# Another Stab at SW



## KaylaBot (Jun 21, 2011)

So decided I needed a new project so decided to try SW again after selling my old nano when I moved. So here's a new one. It's an 8 gal half moon with live sand and live rock. A few snails came with the rock and are super active.


----------



## 50seven (Feb 14, 2010)

Good luck! Looks like you already got a couple mushrooms on your LR there! Half moon is always a fun shaped tank. Keep updating with photos!

You may want to lose the airstone though. Go for an AC or similar on the back, that would do you a lot better. IMHO you don't want to oxygenate the water that much, you're better off putting that energy into moving the water around. Maybe try it out?


----------



## KaylaBot (Jun 21, 2011)

50seven said:


> Good luck! Looks like you already got a couple mushrooms on your LR there! Half moon is always a fun shaped tank. Keep updating with photos!
> 
> You may want to lose the airstone though. Go for an AC or similar on the back, that would do you a lot better. IMHO you don't want to oxygenate the water that much, you're better off putting that energy into moving the water around. Maybe try it out?

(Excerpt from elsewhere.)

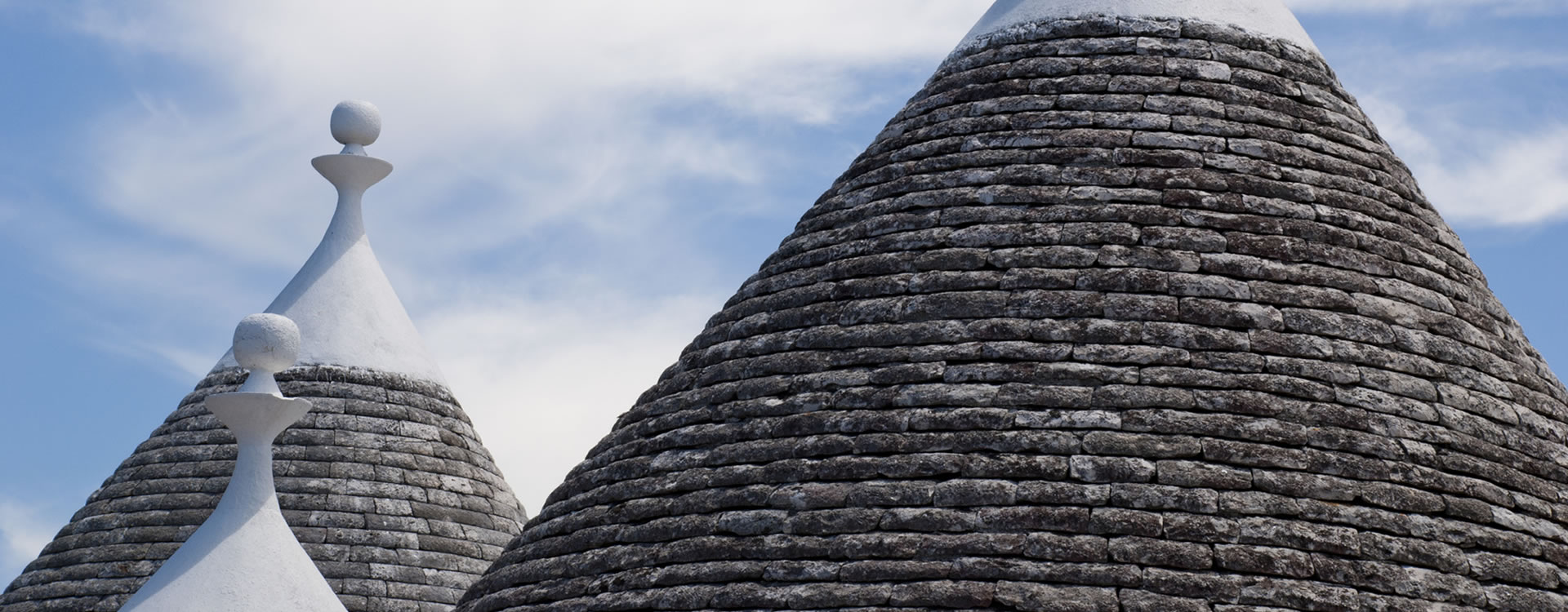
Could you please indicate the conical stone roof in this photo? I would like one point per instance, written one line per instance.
(1125, 312)
(385, 481)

Yeah the mushrooms came on the rock. I'd like to try some corals, but they seem so complex to me haha. 

Also, the air stone is only there temporarly, I had to order a pump i wanted because they didn't have it at BA's, but it came today, so I'll be swapping it out.


----------



## pat3612 (Jan 29, 2008)

Good Luck I am just in the process of setting up a nano so I will be watching yours


----------



## KaylaBot (Jun 21, 2011)

*Update~*

So~ Added a clownfish and an eel goby. Seem to be doing very well. Will post pics when I have a minute.  Snails are still super-active (I love watching them). Also as previously mentioned, the air stone has been swapped out for a circulating pump.


----------



## J_T (Mar 25, 2011)

That eel goby will get large. Make sure the rock work is sturdy. If not, the fish may have a workplace accident, and get squished.

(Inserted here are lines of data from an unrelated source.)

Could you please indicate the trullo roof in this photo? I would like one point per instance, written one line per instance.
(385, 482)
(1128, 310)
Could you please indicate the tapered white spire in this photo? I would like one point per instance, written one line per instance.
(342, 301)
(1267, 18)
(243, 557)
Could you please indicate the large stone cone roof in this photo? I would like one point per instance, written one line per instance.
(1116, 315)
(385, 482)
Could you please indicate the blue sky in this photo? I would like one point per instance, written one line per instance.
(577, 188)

Posted with my Xperia, using Tapatalk 2


----------



## KaylaBot (Jun 21, 2011)

J_T said:


> That eel goby will get large. Make sure the rock work is sturdy. If not, the fish may have a workplace accident, and get squished.
> 
> Posted with my Xperia, using Tapatalk 2


I'm aware. I will rehome him when he gets too big. I wasn't aware of that until after I got him. U_U;; And he's made himself a nice little niche under the most front piece of rock, seems to be fine so far.


----------



## KaylaBot (Jun 21, 2011)

Oscellaris Clown










Sabae clown (I thought this was an awesome find. Hardly ever see them~)


----------



## 50seven (Feb 14, 2010)

Oooh, what's that creepy skull-looking thing?


----------



## KaylaBot (Jun 21, 2011)

50seven said:


> Oooh, what's that creepy skull-looking thing?


LOL It's just a skull decoration from big al's it's like a small cat-like? skull thing?


----------